Job growth in March was largest in the education and health services industry, which added 70,000 jobs. Since the President’s election, the manufacturing industry has added 480,000 jobs and 209,000 jobs in the past 12 months.
The report indicates that strong jobs growth is being coupled with wage growth. Nominal average hourly earnings rose by 3.2 percent over the past 12 months, marking the 8th straight month that that year-over-year wage gains were at or above 3 percent. Prior to 2018, nominal average hourly wage gains had not reached 3 percent since April 2009. Taking inflation into account, there is evidence that real wages are also growing. Based on the most recent Personal Consumption Expenditures (PCE) price index data from January, inflation in the past year was 1.4 percent, and based on the most recent Consumer Price Index (CPI-U) price data from February, the inflation in the past year was 1.5 percent. (March inflation data is not yet available for either series).

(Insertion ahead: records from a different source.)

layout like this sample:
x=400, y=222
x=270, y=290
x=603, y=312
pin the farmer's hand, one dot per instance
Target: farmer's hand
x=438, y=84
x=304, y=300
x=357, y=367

A separate household survey released by BLS shows that the unemployment rate remained steady at 3.8 percent in March—and marks the 13th consecutive month at or below 4 percent. The unemployment rate for adult women (20+) ticked down to 3.3 percent and re-achieved its lowest rate since 1953.
The labor force participation rate – which tracks how many people are working or looking for work—edged down by 0.2 percentage point to 63 percent, but 0.3 percentage point above the rate when the President was elected in November 2016. The labor force participation rate for prime-age adults (ages 25-54) which largely avoids the demographic effects of the aging population held steady at 82.5 percent—1.1 percentage points above the rate at the President’s election in November 2016.
A thriving economy stimulated by pro-worker policies is pulling workers off the sidelines. In spite of the continued low unemployment rates over the past year, there is still what economists call “labor slack”—or a pool of potential workers on the sidelines. This allows for continued employment and overall economic growth as workers reenter the labor force. In the first quarter of 2019, 71.4 percent of workers entering employment came from out of the labor force rather than from unemployment.
The March employment data depict an American economy that remains strong and booming with a continued low unemployment rate, historic trends in job growth, and rising wages.